Similar features are observed in five of the proteins shown in Figure 1. However, not all conformational changes can be described by low-frequency modes, especially if the transitions involve rearrangements on a local scale. In some proteins such as calmodulin, the conformational change can be almost fully accounted for by a few slow modes; in others, such as NtrC, this is not the case (25). Among motor proteins, the functional motions of myosin and F1-ATPase can be accurately described by one or two modes, but this is not the case for the evolutionarily related kinesin (83). For the ligand-binding domain of the leukocyte-immunoglobulin-like receptor (LIR-1) (Figure 1f), mode 3 helps to reduce the RMSD between the open and closed forms, presumably due to the correctly predicted anti-correlated movements of the two domains, but the overall mobility profile exhibits poor correlation with experiments owing to inadequate description of a solvent-exposed loop region. The RMSDs and correlation coefficients thus provide complementary information.
From another perspective, we can see that correlation cosines of ≥0.90 between the theoretical and experimental mobility profiles can be obtained upon adding up the contributions of only a handful of slow modes. Gerstein and coworkers (1) have now constructed a database of more than 3800 molecular motions, which shows that the slow modes often exhibit maximum overlap with the experimentally observed directions of reconfiguration. The slow modes can be readily evaluated and visualized for any structure deposited into the PDB, or any model written in PDB format, using the ANM server (21).
We note that the proteins illustrated in Figure 1 exhibit RMSDs of 1.8–6.0 Å between their different conformers, with the largest changes occurring in the case of reverse transcriptase (Figure 1a). Reverse transcriptase is composed of two subunits (p66 and p51), each of which is composed of multiple subdomains. The large structural change observed between its inhibitor-bound and inhibitor-free forms presumably falls within the same global energy minimum represented at a CG scale. In a sense, coarse-graining of structure and energetics allows for overlooking the ruggedness of the energy landscape—which otherwise arises from specific, highly nonlinear interactions at atomic scale. Motivated by such findings, and presumably inspired by the examination of folding kinetics using Gō-models, transitions between substates have been explored, using ENMs for the endpoints (51, 54, 81). A recent study performed for the bacterial chaperonin GroEL along these lines (79) revealed that a small subset of modes is conducive to the next functional state, but there is also a need to gradually sample steps along higher mode directions as the structure moves away from the original state. Calculations demonstrated that more than half of the 12 Å RMSD undergone by the complex during its allosteric cycle was achieved upon moving along the slowest two to three modes, with minimal perturbation, if any, in the distribution of native contacts (79). The concurrence between the naturally selected (or entropically favored) modes of motion and those required for achieving its chaperonin function provides a nice example of the evolutionary optimization of structure to intrinsically favor functional modes.

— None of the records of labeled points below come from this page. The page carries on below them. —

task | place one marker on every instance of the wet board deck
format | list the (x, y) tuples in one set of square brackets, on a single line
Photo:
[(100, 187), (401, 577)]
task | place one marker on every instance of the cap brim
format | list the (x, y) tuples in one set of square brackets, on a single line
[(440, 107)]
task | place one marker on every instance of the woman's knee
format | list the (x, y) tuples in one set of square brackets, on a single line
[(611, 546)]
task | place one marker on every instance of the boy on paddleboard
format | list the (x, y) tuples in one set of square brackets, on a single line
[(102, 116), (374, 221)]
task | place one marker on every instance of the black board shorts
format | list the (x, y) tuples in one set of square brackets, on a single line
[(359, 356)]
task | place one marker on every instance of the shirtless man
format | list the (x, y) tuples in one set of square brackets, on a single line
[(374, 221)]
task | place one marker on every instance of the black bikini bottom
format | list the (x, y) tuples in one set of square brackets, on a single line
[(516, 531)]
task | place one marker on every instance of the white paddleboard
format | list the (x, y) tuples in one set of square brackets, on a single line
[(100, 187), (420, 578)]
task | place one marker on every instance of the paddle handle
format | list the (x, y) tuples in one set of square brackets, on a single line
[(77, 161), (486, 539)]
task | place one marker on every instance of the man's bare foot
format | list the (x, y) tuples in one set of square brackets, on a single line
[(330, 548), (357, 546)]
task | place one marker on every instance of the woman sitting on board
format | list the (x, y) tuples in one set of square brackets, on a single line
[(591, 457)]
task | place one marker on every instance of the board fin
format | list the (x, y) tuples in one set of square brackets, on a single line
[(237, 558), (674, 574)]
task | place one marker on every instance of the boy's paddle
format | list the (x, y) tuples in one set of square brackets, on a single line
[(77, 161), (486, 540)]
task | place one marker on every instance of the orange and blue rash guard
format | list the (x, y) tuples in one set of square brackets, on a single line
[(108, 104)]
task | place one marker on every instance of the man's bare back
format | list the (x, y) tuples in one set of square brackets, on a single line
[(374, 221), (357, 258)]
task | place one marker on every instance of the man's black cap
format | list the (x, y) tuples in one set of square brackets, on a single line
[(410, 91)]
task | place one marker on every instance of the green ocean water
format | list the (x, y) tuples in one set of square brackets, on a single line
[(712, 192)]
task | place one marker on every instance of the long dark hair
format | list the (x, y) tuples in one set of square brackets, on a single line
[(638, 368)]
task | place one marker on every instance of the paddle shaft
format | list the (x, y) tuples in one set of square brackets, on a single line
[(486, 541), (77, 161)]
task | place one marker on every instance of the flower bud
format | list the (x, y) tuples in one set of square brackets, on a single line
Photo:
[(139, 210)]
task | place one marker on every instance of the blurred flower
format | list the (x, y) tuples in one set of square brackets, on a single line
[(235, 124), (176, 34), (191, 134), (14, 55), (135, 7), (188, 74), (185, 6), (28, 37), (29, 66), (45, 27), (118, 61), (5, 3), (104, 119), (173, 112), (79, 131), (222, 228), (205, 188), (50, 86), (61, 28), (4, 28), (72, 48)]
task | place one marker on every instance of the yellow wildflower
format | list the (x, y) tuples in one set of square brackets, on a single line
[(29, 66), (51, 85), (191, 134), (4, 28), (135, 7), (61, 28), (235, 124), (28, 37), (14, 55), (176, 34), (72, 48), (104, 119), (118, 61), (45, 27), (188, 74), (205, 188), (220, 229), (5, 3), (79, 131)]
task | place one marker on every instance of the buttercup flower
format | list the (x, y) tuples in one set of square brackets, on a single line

Two models are broadly used in the literature for explaining allosteric changes elicited by ligand binding (see Figure 3): (a) induced fit, originally proposed by Koshland (39), which confers an active role to the ligand as the determinant of the conformational change undergone by the protein upon binding it, and (b) pre-existing equilibrium (55), in which the substrate-bound conformer results from the selection of an already existing (albeit at low proportion) conformation of the protein. The transition is an all-or-none change, cooperatively involving the entire molecule, similar to slow modes predicted by NMA. The Koshland-Néméthy-Filmer (KNF) model (40), on the other hand, proposes a sequential transition that is initiated locally and gradually engages other subunits.
An important result from ENM-based studies, with implications for molecular docking, is that the low-frequency modes calculated for the unbound protein can account for the conformational changes observed upon substrate binding (70). This observation reveals the important property of intrinsic accessibility of functional movements, endowed by the equilibrium structure, per se, prior to substrate binding. Recent analyses further suggest that this property holds not only for protein-protein interactions, but even for protein-ligand (small molecule) interactions (10, 73), and that it enables allosteric regulation in general.
A classical example is hemoglobin, the T → R transition of which has been demonstrated in both atomic (56) and ANM-based (72) NMAs to be achieved by one slow mode (second in that case) intrinsically accessible to the T state. The transition is cooperative, i.e., all subunits concertedly undergo a conformational switch, the mechanism of which is defined by the overall quaternary structure. Another prime example is the bacterial chaperonin, GroEL, an ATP-regulated machine. The conformational transitions undergone by GroEL during its allosteric cycle are highly dominated by a few low-frequency modes (79, 82). Zheng et al. (82) demonstrated that not only are ligand-induced conformational changes dominated by few low-frequency modes, but that these modes are robust to sequence variations.
An alternative way of examining the correspondence between experiments and computations is to compare existing structural data for a given protein in the presence of different ligands with snapshots from its MD simulations. This type of comparison may be particularly useful for local changes at the ligand-binding pocket that fall within the range of observation of MD simulations. Such an analysis recently performed for acetylcholine esterase showed that the side chain conformational changes upon ligand binding correspond to pre-existing states observable from MD (73). In summary, increasing experimental and computational evidence supports the dominance of intrinsic, as opposed to induced, dynamics in controlling the conformational switches and allosteric signals of proteins (5, 10, 13, 22, 25, 70, 73); but the bound conformations understandably undergo further stabilizing rearrangements induced upon substrate binding (70) consistent with an alteration in the energy landscape in favor of the bound state (61).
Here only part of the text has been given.